Pologne : entre la présidence de l’UE et l’élection présidentielle, l’année 2025 s’annonce chargée
Le gouvernement du Premier ministre polonais Donald Tusk se prépare à un début d’année 2025 riche en évènements, marqué par sa présidence du Conseil de l’Union européenne et l’élection présidentielle, qui pourrait permettre à son camp d’accéder aux pleins pouvoirs dans le pays.
Le gouvernement du Premier ministre polonais Donald Tusk se prépare à un début d’année 2025 riche en évènements, marqué notamment par sa présidence du Conseil de l’Union européenne (UE) et l’élection présidentielle, qui pourrait permettre à son camp politique d’accéder aux pleins pouvoirs dans le pays.

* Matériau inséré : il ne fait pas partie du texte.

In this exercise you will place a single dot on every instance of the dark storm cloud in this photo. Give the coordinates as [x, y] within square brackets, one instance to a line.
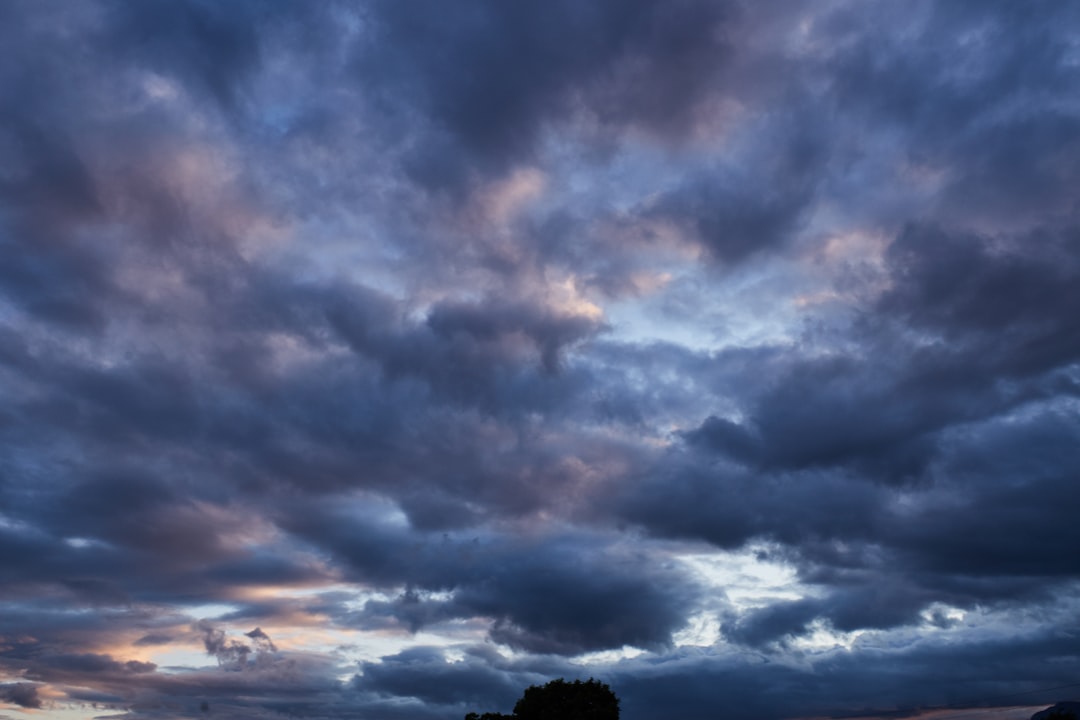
[559, 595]
[491, 77]
[304, 296]
[23, 694]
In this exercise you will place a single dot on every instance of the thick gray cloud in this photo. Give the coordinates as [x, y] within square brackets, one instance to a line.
[378, 360]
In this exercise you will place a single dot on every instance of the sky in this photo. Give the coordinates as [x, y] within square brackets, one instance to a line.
[378, 360]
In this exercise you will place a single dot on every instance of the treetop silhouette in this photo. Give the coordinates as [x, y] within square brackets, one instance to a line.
[559, 700]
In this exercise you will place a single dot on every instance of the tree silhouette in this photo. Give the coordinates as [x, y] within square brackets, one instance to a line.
[559, 700]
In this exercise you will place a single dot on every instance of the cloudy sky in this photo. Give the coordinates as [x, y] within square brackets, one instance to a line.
[378, 360]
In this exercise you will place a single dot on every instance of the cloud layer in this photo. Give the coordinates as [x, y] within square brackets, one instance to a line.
[380, 360]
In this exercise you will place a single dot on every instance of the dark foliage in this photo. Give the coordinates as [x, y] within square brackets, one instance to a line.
[559, 700]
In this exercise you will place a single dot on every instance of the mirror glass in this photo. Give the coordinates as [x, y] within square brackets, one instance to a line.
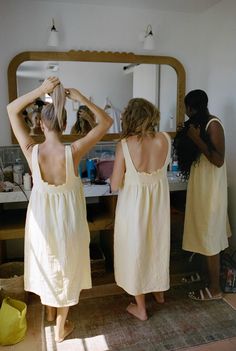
[110, 79]
[109, 85]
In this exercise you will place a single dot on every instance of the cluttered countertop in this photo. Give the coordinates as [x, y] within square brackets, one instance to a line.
[19, 194]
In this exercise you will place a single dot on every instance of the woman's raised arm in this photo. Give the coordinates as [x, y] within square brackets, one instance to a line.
[15, 109]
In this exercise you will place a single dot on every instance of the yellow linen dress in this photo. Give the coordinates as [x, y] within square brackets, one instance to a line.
[142, 229]
[206, 227]
[57, 264]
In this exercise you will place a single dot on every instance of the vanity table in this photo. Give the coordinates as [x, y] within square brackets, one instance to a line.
[100, 205]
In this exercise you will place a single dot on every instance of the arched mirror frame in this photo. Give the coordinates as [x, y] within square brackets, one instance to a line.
[97, 56]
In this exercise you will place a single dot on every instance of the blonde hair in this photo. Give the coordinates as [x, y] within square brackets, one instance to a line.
[140, 118]
[54, 114]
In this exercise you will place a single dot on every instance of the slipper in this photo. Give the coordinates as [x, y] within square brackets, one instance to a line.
[192, 278]
[207, 297]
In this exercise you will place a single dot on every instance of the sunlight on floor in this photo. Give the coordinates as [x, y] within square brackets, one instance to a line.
[95, 343]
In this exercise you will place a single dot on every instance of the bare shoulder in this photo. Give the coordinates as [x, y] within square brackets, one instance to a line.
[214, 123]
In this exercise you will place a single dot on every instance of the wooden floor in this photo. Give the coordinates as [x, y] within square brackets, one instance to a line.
[33, 340]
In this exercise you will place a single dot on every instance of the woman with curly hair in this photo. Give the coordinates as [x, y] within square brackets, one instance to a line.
[142, 223]
[200, 149]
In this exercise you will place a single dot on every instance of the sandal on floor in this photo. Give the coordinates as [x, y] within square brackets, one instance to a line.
[192, 278]
[200, 296]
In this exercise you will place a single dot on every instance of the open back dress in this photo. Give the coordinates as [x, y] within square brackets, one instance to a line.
[142, 229]
[206, 226]
[57, 263]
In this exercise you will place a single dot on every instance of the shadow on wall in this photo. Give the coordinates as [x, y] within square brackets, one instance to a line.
[229, 113]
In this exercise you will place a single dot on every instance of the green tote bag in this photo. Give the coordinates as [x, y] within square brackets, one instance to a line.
[13, 324]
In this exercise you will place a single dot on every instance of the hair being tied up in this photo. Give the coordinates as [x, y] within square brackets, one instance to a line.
[54, 114]
[140, 118]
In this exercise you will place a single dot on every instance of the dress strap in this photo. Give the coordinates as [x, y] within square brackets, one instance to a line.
[128, 161]
[70, 172]
[167, 161]
[216, 120]
[35, 164]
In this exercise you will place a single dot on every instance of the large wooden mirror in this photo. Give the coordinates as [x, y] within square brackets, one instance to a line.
[108, 79]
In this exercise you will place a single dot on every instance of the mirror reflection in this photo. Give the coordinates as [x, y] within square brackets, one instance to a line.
[108, 84]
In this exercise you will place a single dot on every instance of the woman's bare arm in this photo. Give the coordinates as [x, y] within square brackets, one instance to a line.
[82, 146]
[216, 154]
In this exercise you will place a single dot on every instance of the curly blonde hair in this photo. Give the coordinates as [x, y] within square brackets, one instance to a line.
[54, 114]
[139, 118]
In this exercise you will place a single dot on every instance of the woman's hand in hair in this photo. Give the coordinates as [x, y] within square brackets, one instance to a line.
[74, 94]
[49, 84]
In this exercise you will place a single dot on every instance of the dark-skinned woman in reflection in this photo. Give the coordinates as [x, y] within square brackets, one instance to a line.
[200, 149]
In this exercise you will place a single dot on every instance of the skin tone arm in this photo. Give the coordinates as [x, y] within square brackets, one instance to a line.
[82, 146]
[118, 173]
[15, 109]
[215, 132]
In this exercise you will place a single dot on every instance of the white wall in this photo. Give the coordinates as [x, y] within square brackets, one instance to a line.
[204, 43]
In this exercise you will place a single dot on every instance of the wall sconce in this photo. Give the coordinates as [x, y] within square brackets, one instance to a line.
[147, 38]
[53, 39]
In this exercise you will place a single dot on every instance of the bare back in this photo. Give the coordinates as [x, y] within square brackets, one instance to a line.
[149, 154]
[52, 163]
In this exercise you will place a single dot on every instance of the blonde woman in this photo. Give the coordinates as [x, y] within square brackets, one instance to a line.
[142, 223]
[57, 265]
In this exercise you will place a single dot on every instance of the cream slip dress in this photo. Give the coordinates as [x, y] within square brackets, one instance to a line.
[142, 229]
[57, 263]
[206, 226]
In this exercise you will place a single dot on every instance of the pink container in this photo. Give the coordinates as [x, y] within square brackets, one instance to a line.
[104, 169]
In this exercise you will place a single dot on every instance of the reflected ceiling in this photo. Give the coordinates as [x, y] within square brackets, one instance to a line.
[194, 6]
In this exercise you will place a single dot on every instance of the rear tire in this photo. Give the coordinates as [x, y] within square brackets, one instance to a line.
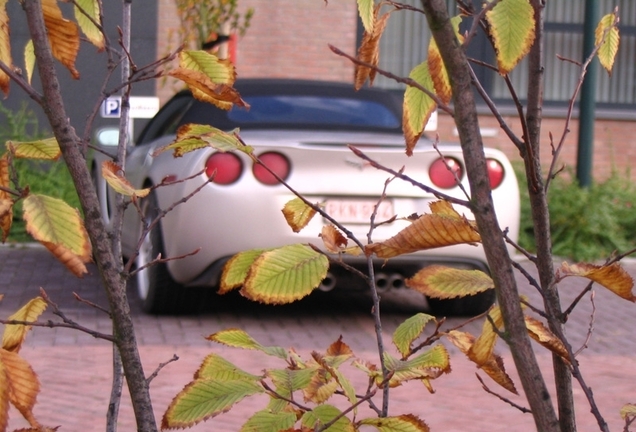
[157, 291]
[463, 306]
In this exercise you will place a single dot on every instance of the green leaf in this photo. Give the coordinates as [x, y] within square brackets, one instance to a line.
[240, 339]
[512, 29]
[410, 330]
[609, 48]
[418, 106]
[191, 137]
[403, 423]
[265, 421]
[204, 398]
[445, 282]
[365, 9]
[324, 414]
[217, 368]
[236, 269]
[92, 32]
[46, 149]
[285, 274]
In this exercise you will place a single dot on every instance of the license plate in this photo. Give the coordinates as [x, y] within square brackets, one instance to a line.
[358, 211]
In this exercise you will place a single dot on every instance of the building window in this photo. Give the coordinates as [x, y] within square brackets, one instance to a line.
[405, 41]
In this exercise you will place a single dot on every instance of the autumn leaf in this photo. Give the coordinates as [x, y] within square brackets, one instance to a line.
[417, 106]
[114, 176]
[14, 334]
[22, 382]
[369, 51]
[443, 227]
[209, 78]
[63, 36]
[512, 29]
[45, 149]
[60, 228]
[333, 239]
[191, 137]
[609, 47]
[236, 269]
[545, 337]
[612, 276]
[403, 423]
[5, 51]
[87, 13]
[298, 214]
[285, 274]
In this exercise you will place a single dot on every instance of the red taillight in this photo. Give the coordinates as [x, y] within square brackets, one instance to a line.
[277, 163]
[444, 173]
[495, 173]
[228, 168]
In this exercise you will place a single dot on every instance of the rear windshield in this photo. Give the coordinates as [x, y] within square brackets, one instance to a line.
[290, 110]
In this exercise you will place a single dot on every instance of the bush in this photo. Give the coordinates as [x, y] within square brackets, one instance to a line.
[586, 223]
[48, 178]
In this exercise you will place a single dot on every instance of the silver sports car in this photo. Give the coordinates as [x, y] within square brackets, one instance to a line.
[302, 130]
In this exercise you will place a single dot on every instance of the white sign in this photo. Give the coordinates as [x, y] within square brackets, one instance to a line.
[140, 107]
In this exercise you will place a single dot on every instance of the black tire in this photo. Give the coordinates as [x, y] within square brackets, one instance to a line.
[157, 291]
[463, 306]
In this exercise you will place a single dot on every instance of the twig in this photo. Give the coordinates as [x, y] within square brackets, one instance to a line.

En 2011, alors que Donald Tusk exercait son premier mandat en tant que Premier ministre, la Pologne avait déjà assuré une présidence du Conseil de l’UE, où se réunissent les ministres des États membres du bloc. Cette fois-ci, pour ses six mois à la tête de l’UE (janvier-juin 2025), Varsovie a décidé de faire de la sécurité, y compris la sécurité militaire, intérieure, et énergétique, la priorité.
« Il s’agit des principales conditions nécessaires pour que l’Union européenne retrouve sa pleine compétitivité, pour qu’elle protège les différents groupes de citoyens et qu’elle soit une concurrente honnête avec une vraie chance de gagner face à tous les autres pays du monde », déclarait le responsable politique polonais au début du mois de décembre.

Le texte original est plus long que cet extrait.